Ironia do destino, a força-tarefa acabou
pega de surpresa quando o doleiro contou uma história escabrosa
envolvendo o senador, sua irmã e o falecido deputado José Janene, mentor
do dito petrolão dentro do PP.
Em seu depoimento, Youssef disse ter
ouvido do deputado que o senador dividiria propinas de uma diretoria de
Furnas com o PP, e que a irmã dele faria a arrecadação junto a uma das
empresas envolvidas. “Ele conversando com outro colega de partido, então
naturalmente saía essa questão que na verdade o PP não tinha a
diretoria só, e sim dividia com o PSDB, no caso a cargo do então
deputado Aécio Neves.”
- Gilmar Mendes contra-ataca, mas cede à pressão e dá prosseguimento ao inquérito contra Aécio (Foto: Antonio Cruz/ABr)
A irmã de Aécio,
Andrea Neves, responsável pela comunicação do senador, sumiu após a
eleição de 2014. Voltou a aparecer no início deste ano, quando se viu
envolvida em documentos em poder da Justiça Federal desde 2012. A
papelada revela a existência de contas no paraíso fiscal de
Liechtenstein, que associam a ela, a mãe, Inês Maria, e uma fundação da
qual Aécio é beneficiário.
A família defendeu-se. Alega que foi
aberta uma fundação para destinar recursos para a educação dos netos de
Inês. Não se tem mais notícias da investigação, se é que ainda
prossegue. Um vídeo chegou a circular em Minas Gerais informando que
Andrea se candidataria a prefeita de Belo Horizonte este ano.
Informação negada pelo PSDB. Um balão de
ensaio testando a reação da opinião pública? Não se sabe exatamente.
Sabe-se é que a irmã de Aécio estaria se dedicando mais à literatura. De
que gênero? A saber...
Com relação ao escândalo de Furnas, a história não é nova. Em 2006, CartaCapital divulgou
ampla reportagem mostrando a existência da chamada “Lista de Furnas”,
documento que revelava os nomes de políticos beneficiados com dinheiro
sujo vindo da central hidrelétrica em Minas. Na época, o PSDB esperneou.

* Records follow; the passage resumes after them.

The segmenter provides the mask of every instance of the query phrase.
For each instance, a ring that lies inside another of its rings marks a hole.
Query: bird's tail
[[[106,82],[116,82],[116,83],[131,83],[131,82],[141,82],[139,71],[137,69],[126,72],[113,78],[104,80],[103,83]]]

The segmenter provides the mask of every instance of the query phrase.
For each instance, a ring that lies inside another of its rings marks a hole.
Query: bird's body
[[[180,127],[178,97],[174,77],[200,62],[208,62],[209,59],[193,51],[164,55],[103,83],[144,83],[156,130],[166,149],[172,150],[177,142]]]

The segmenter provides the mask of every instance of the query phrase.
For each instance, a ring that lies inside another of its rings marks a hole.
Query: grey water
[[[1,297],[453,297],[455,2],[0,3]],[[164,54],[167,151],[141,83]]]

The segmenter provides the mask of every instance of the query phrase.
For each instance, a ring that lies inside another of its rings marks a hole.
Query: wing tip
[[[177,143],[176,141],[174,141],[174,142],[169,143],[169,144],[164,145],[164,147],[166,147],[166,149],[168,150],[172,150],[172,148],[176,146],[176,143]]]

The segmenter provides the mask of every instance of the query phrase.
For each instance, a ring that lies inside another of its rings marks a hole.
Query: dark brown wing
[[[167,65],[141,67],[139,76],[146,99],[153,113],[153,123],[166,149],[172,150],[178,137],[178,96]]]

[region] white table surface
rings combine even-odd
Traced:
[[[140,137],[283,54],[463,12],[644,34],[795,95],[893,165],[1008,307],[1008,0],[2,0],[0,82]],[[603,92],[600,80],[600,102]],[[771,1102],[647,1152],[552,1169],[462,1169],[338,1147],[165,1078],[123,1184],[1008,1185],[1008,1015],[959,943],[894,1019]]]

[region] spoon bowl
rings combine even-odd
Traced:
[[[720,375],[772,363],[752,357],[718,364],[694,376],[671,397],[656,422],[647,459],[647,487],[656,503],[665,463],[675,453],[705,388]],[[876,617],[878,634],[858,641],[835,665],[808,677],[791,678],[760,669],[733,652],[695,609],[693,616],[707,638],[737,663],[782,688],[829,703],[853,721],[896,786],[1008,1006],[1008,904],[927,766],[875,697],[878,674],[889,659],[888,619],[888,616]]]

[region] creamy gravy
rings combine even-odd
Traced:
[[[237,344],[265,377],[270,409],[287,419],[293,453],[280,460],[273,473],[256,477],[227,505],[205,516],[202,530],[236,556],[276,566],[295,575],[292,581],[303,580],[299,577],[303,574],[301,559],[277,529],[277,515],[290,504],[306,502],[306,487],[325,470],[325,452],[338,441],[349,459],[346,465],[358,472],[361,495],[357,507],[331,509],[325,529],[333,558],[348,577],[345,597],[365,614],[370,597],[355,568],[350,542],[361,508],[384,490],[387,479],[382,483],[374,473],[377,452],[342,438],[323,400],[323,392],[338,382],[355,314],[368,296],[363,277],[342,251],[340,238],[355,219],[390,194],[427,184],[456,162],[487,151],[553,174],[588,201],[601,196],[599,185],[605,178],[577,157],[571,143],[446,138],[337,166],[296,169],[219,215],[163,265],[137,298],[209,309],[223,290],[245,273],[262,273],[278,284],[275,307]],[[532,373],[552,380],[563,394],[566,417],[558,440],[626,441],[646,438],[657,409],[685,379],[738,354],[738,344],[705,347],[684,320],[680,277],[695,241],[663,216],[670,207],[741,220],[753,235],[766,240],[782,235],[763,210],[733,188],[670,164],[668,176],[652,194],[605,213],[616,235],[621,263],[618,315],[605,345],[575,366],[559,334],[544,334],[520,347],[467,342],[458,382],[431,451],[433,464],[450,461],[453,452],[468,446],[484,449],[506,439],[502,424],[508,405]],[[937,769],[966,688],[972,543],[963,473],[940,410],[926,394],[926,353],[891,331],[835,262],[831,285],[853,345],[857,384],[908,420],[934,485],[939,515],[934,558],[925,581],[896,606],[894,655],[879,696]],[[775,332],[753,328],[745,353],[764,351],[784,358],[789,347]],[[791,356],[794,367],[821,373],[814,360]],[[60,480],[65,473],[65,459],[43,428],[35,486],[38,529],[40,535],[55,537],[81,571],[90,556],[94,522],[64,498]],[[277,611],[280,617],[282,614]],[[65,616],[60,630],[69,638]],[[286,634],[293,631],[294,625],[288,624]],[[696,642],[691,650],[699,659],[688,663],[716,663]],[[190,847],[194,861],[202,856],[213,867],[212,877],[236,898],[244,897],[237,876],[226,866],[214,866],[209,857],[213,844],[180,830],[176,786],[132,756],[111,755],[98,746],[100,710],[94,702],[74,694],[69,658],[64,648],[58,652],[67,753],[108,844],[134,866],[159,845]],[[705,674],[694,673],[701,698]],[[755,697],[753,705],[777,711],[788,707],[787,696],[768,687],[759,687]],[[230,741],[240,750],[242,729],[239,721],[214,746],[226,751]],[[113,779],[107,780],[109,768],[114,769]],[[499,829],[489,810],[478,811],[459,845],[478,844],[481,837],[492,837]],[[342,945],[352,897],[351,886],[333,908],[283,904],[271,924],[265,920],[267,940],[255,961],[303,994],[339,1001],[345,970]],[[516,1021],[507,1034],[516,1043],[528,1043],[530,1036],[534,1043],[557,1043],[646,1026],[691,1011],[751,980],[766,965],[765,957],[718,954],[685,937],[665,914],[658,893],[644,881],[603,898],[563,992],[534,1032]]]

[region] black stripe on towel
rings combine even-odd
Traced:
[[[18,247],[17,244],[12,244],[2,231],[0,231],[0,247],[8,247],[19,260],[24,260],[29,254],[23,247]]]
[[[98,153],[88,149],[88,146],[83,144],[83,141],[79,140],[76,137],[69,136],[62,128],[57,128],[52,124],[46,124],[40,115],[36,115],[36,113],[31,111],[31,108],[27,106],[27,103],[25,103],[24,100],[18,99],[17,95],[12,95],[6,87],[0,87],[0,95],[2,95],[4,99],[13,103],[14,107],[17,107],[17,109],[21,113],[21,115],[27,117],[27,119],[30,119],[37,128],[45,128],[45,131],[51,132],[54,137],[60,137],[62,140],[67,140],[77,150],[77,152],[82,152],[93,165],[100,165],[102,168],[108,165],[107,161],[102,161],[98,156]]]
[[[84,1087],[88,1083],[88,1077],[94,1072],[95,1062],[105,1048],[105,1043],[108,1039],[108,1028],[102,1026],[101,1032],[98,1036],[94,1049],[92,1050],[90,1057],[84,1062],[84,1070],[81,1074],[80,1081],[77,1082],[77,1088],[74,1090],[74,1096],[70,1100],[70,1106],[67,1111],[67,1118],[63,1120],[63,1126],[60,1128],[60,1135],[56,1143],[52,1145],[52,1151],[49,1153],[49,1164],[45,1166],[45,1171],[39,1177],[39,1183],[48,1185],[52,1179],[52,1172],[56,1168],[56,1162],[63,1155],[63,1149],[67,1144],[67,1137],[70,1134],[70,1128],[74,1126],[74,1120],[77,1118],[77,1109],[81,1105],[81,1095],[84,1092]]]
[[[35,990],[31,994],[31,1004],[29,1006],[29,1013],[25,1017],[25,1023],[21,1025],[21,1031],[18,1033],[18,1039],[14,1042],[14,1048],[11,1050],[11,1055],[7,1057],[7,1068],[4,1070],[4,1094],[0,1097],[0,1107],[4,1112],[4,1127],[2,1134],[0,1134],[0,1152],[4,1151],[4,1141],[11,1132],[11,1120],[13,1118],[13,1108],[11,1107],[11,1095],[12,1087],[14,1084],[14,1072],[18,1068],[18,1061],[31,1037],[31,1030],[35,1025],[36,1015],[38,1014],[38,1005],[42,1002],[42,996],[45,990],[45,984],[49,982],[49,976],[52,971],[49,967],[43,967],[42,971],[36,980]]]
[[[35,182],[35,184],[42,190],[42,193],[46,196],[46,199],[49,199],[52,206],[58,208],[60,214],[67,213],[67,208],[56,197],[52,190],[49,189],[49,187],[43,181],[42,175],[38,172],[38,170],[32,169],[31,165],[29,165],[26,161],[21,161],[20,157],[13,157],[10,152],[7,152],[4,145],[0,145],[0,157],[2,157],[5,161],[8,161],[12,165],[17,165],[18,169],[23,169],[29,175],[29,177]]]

Alegou que a lista era uma montagem. A imprensa deu de ombros.
A Polícia Federal e o Ministério Público
não se preocuparam com o assunto. Nenhum político de foro privilegiado
jamais foi investigado. Assim como de costume, quando haveria de mirar
em descendentes diretos da pretensa aristocracia polílita nativa, o
procedimento ganhou os escaninhos do arquivo.
Coincidência ou não, Nárcio, o “amigo
fraterno”, também teve o nome listado como beneficiário de 100 mil reais
em Furnas. O procurador-geral, Rodrigo Janot, também optou por não
desenterrar o caso. Mesmo após o depoimento de Youssef, o chefe do MP,
na ocasião, decidiu pelo não prosseguimento do caso. Aécio não foi
indelicado e agradeceu: “Recebo como uma homenagem o arquivamento”.

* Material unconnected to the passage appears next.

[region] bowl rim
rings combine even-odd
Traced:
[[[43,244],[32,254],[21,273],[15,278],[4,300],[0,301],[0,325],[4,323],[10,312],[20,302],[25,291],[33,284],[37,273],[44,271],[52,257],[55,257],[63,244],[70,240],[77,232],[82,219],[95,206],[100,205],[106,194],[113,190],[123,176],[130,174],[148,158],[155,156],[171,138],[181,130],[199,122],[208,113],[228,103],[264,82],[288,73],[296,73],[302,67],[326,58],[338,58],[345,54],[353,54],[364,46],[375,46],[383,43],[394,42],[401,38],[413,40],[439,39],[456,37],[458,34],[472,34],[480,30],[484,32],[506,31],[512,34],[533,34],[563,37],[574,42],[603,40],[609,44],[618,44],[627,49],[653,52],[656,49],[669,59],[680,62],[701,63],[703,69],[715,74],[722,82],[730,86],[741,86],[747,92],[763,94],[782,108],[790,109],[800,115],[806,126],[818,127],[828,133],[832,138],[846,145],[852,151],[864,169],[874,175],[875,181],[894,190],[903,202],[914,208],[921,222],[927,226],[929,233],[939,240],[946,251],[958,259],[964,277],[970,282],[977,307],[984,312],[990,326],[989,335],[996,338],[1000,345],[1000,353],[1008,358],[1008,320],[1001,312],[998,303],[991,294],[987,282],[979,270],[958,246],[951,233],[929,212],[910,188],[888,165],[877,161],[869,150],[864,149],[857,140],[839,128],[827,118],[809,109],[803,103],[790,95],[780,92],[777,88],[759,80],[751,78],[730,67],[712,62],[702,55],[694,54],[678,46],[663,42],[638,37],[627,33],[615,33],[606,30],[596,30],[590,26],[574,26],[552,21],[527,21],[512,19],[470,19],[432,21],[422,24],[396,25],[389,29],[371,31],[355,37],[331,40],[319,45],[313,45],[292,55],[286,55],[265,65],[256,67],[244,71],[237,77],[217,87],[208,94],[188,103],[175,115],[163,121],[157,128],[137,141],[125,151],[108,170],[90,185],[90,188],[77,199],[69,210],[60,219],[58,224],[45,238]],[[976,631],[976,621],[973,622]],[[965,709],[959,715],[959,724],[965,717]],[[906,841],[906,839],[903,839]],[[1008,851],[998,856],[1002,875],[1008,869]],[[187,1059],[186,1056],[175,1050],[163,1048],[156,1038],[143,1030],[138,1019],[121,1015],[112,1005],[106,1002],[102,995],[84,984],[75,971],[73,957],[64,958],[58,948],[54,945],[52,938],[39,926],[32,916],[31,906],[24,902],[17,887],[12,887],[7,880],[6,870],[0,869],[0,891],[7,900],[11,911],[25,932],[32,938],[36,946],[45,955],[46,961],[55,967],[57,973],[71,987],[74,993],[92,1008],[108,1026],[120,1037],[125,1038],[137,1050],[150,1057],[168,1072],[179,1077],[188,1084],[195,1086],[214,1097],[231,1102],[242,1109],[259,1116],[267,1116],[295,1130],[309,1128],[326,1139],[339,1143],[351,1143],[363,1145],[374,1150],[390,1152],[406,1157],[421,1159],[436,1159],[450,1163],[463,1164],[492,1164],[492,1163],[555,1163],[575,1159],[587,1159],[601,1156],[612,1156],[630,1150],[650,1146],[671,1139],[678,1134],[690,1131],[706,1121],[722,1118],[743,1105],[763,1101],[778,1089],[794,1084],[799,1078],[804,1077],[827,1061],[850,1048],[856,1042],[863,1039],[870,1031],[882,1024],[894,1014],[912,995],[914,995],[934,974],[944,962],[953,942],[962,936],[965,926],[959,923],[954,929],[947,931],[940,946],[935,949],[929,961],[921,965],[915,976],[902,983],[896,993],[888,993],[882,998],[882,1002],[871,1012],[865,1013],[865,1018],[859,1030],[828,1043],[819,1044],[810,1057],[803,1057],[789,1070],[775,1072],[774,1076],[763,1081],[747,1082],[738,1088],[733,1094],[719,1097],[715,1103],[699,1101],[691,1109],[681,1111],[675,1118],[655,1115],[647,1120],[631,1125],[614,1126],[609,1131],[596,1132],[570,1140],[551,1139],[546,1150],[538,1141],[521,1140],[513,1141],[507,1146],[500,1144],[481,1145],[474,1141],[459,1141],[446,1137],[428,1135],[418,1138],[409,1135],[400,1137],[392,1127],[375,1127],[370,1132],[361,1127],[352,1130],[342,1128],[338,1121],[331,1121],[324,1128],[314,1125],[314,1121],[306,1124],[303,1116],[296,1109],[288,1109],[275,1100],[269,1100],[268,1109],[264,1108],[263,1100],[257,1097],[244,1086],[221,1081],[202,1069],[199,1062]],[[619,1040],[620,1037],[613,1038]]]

Furnas é um daqueles esqueletos
escondidos no armário tucano. Outro delator decidiu jogar luz sobre essa
trama, o lobista Fernando Moura. Íntimo do ex-ministro e este sim
condenado e preso, José Dirceu, do PT, Moura disse ter acompanhado de
perto as indicações para as diretorias de estatais no início do primeiro
mandato de Lula.
- Machado ouviu de Calheiros que Aécio tem medo. Delcídio incrimina o então governador no escândalo do Banco Rural. Andrea no momento dedica-se à literatura (Foto: Gualter Naves/Estadão Conteúdo, Pedro França/Ag. Senado e Renata Mello/Transpetro)
Em depoimento ao juiz Sergio Moro, o lobista foi claro. Contou ter
acompanhado uma reunião na qual foi decidido que Dimas Toledo, diretor
de Furnas, deveria continuar no cargo na qualidade de indicação pessoal
de Aécio ao próprio Lula.
“O Dimas na oportunidade me colocou que
da mesma forma que eu coloquei o caso da Petrobras, em Furnas era igual.
Ele falou: ‘Vocês não precisam nem aparecer aqui, vocês vão ficar um
terço São Paulo, um terço nacional e um terço Aécio’”.
O acusador de
Aécio parece não ter tido a mesma sorte e benefícios de outros depoentes
da Lava Jato. Moro decidiu prendê-lo novamente no último dia 18 de
maio, após entender que o denunciado teria violado o acordo de
colaboração ao mentir durante os depoimentos.
Dessa vez, Janot pediu abertura de
inquérito no STF. Não contava com o contra-ataque do onipresente
ministro Gilmar Mendes. Ele determinou que a Procuradoria-Geral da
República suspendesse as diligências e o depoimento do eminente
parlamentar.
O ministro disse que a decisão era
“normal” e pediu mais esclarecimentos a Janot. A Associação
Latino-Americana de Juízes do Trabalho divulgou nota na qual afirma que
Mendes age “sem receio de revelar a condução político-partidária que
imprime à sua atuação de magistrado”.
Mendes não se conforma e sai em defesa de sua decisão. “É
absolutamente normal. O senador trouxe documentos informando que muitas
das diligências que estavam sendo pedidas já estavam sendo atendidas
naquela petição. Portanto, nós remetemos para que Procuradoria se
pronuncie sobre isso. Enquanto isso, não há necessidade de fazermos as
diligências.” Ao cabo, Mendes cedeu à pressão e determinou o
prosseguimento da investigação na noite de quinta-feira 2.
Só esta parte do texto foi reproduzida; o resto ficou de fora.